El teatro del Siglo de Oro sigue siendo una pieza rara por desconocimiento. Los guionistas de cine y los que colocan un monólogo-punto-com en los escenarios no beben, desde luego, de nuestro mejor siglo literario. Yo acudí al teatro con la misma ilusión con que salí de aquel don Gil, que nos hizo reír y sentir esa mezcolanza de ingenuidad e ironía inconfundible de la comedia más pura.
Lástima que los que entonces bordaron unos soberbios papeles (Miguel Cubero, Ione Irazábal, Toni Misó) tenían adjudicados sólo unos secundarios. La interpretación fue, pues, desigual y en la puesta en escena de la directora (Laila Ripoll) se notaba esa manía de utilizar la forma por la forma, con lo que durante demasiado tiempo la obra parecía no arrancar. A una compañía profesional con todos los medios se le debe exigir lo máximo.

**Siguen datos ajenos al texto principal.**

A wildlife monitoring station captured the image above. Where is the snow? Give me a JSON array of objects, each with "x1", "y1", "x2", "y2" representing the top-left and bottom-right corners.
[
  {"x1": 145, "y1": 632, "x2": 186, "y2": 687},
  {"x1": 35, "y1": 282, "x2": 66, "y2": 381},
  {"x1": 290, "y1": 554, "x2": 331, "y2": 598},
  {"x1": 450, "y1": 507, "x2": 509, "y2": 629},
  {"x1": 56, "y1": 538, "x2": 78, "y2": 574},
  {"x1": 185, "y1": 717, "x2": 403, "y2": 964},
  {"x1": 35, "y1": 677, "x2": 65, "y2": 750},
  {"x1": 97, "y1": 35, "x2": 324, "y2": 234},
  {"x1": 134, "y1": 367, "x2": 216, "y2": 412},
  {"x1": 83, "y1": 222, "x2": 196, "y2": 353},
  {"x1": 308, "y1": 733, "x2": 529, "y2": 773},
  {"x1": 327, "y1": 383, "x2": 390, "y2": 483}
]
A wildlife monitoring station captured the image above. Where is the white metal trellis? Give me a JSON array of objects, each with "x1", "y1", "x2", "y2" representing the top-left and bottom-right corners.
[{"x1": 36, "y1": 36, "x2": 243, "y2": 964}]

Hablar de teatro clásico en nuestros días podrá parecer a alguno un tema baladí. Yo creo que cualquier actividad artística tiene un potencial muy beneficioso, tan beneficioso como ventilar el espíritu con el aire fresco de la sonrisa y la lucidez. Enciendes el televisor y si no ves al florentino de turno con el ejque habitual, ej lo que tiene, y soltando vulgaridades, ves a una presentadora luciendo el tipo y nada más. Así que, con estas referencias, asistir a una representación del teatro barroco español es, aun con sus peros, todo un acontecimiento.